Various reports on the investigation into atrocity crimes committed in Tigray are expected to be released in the coming weeks.

The report of the joint UN and EHRC investigation was released on 3 November 2021. The much-anticipated report by the African Commission on Human and Peoples’ Rights, and the determination by the United States government on whether genocide against Tigrayans has been committed, are also expected to be released in the near future. These reports will be markedly different from the discredited report of the joint investigation.

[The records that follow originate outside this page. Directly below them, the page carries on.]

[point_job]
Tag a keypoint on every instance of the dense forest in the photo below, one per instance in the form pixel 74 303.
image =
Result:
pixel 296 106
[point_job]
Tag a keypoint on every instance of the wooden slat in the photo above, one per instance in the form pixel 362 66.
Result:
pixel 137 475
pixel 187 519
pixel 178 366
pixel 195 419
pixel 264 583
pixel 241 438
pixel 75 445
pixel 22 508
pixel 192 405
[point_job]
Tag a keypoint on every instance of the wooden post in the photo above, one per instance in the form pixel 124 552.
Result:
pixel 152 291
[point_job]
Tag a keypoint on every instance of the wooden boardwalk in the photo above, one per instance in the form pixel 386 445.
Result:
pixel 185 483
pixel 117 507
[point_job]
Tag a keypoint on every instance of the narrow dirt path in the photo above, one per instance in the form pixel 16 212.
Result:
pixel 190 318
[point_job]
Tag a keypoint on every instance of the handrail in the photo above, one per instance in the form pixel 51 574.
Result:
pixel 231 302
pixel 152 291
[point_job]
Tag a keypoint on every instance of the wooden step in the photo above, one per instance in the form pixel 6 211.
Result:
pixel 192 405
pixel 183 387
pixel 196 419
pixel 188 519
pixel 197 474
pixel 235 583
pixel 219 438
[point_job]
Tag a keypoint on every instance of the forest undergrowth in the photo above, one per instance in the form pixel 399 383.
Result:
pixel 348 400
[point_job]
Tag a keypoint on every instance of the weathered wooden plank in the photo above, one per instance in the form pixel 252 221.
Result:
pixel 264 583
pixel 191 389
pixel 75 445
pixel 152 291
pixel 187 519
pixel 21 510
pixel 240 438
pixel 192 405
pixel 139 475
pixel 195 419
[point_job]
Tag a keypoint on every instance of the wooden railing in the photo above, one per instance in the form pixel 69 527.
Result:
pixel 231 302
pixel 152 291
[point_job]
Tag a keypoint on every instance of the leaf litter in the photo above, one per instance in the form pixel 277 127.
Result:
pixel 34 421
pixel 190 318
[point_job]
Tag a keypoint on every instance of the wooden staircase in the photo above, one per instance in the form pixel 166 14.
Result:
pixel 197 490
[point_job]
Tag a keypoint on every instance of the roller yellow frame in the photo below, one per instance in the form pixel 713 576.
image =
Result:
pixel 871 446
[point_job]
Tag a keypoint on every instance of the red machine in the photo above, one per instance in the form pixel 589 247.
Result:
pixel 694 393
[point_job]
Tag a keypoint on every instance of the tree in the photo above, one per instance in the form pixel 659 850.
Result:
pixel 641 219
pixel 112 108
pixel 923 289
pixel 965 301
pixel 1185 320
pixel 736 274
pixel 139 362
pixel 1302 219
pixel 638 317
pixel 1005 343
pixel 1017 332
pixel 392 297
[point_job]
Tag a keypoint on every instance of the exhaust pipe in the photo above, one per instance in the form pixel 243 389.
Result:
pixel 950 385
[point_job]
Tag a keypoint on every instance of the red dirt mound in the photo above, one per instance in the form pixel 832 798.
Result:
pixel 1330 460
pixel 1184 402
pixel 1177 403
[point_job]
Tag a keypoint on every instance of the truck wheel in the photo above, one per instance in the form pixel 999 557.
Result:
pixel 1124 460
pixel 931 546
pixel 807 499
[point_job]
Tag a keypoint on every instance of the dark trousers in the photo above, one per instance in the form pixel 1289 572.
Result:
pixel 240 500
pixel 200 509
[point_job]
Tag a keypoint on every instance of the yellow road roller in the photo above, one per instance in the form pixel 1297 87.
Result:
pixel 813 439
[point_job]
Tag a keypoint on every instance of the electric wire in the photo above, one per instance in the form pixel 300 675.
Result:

The joint investigation’s report failed to establish facts because the Joint Investigation Team (JIT) had no access to the location it purported to cover and where most of the crimes are presumed to have been committed. Due to what the report calls “challenges and constraints”, the joint investigation was unable to access atrocity zones. It also underreported on, and failed to include, infamous atrocity zones in Tigray, including Axum, Abi Addi, Hagere Selam, Togoga, Irob, Adwa, Adrigrat, Hawzen, Gijet, and Maryam Dengelat as well as the Tigrayan bodies that washed up in Sudan on the Nile River. As in most cases, the worst atrocity zones in Tigray were located in active battlefields. Yet, the investigators were able to visit and interview witnesses in parts of Tigray that had been ethnically cleansed.

Victims side-lined 

Moreover, the report downplayed the concerns of victims. The UN Basic Principles on Right to Remedy and Reparations, under Principle 8, define victims as:

[P]ersons who individually or collectively suffered harm, including physical or mental injury, emotional suffering, economic loss or substantial impairment of their fundamental rights, through acts or omissions that constitute gross violations of international human rights law, or serious violations of international humanitarian law. Where appropriate, and in accordance with domestic law, the term “victim” also includes the immediate family or dependants of the direct victim and persons who have suffered harm in intervening to assist victims in distress or to prevent victimisation.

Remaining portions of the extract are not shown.